Ils avaient soif, et la fatigue les gagnait. Rue de Reuilly un homme sortit d’une porte une bouteille à la main et leur offrit à boire.

Sartin les rejoignit en route. Rue de Charonne, ils entrèrent au local de l’association en permanence. Il n’y avait personne. Mais rien n’abattait leur courage.

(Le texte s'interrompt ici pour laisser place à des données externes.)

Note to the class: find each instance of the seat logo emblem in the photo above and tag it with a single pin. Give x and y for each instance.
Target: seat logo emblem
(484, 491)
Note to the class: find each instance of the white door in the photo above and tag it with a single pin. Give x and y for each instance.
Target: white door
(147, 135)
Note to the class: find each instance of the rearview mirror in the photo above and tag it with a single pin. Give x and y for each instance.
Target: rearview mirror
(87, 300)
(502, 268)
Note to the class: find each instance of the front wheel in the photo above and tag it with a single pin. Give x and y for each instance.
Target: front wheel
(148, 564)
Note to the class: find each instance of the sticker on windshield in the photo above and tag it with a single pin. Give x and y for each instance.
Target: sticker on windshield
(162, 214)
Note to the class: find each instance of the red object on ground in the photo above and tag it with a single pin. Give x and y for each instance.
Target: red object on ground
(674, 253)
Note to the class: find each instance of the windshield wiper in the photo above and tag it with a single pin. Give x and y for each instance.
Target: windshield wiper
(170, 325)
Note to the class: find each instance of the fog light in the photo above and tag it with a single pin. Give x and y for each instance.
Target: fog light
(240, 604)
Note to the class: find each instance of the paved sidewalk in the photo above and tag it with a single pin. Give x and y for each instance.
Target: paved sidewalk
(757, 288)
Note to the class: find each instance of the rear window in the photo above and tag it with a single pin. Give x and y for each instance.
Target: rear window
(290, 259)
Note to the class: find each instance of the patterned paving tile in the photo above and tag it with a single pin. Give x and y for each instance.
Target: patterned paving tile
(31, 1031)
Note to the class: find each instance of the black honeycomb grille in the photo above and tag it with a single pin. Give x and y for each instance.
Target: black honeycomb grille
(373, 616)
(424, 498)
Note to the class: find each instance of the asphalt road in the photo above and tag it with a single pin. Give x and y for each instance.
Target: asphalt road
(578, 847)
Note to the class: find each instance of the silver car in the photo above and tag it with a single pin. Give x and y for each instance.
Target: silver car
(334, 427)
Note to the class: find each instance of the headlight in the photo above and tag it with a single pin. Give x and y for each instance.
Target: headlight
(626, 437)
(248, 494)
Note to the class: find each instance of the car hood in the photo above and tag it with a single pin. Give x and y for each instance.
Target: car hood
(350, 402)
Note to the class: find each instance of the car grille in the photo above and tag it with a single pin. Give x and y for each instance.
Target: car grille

Comme ils atteignaient la place de la Bastille, Dulac dit à Schœlcher : – Je vous demande la permission de vous quitter une heure ou deux, et voici pourquoi : je suis seul ici à Paris avec ma petite fille qui a sept ans. Depuis huit jours elle a la fièvre scarlatine, et hier, quand le coup d’État est arrivé, elle était à la mort. Je n’ai que cette enfant au monde. Je l’ai quittée ce matin pour venir, et elle m’a dit : – Papa, où vas-tu ? Puisque je ne suis pas tué, je vais voir si elle n’est pas morte.

Deux heures après l’enfant vivait encore, et nous étions en séance de permanence rue Richelieu, n° 15, Jules Favre, Carnot, Michel (de Bourges) et moi, quand nous vîmes entrer Dulac, qui nous dit : – Je viens me mettre à votre disposition.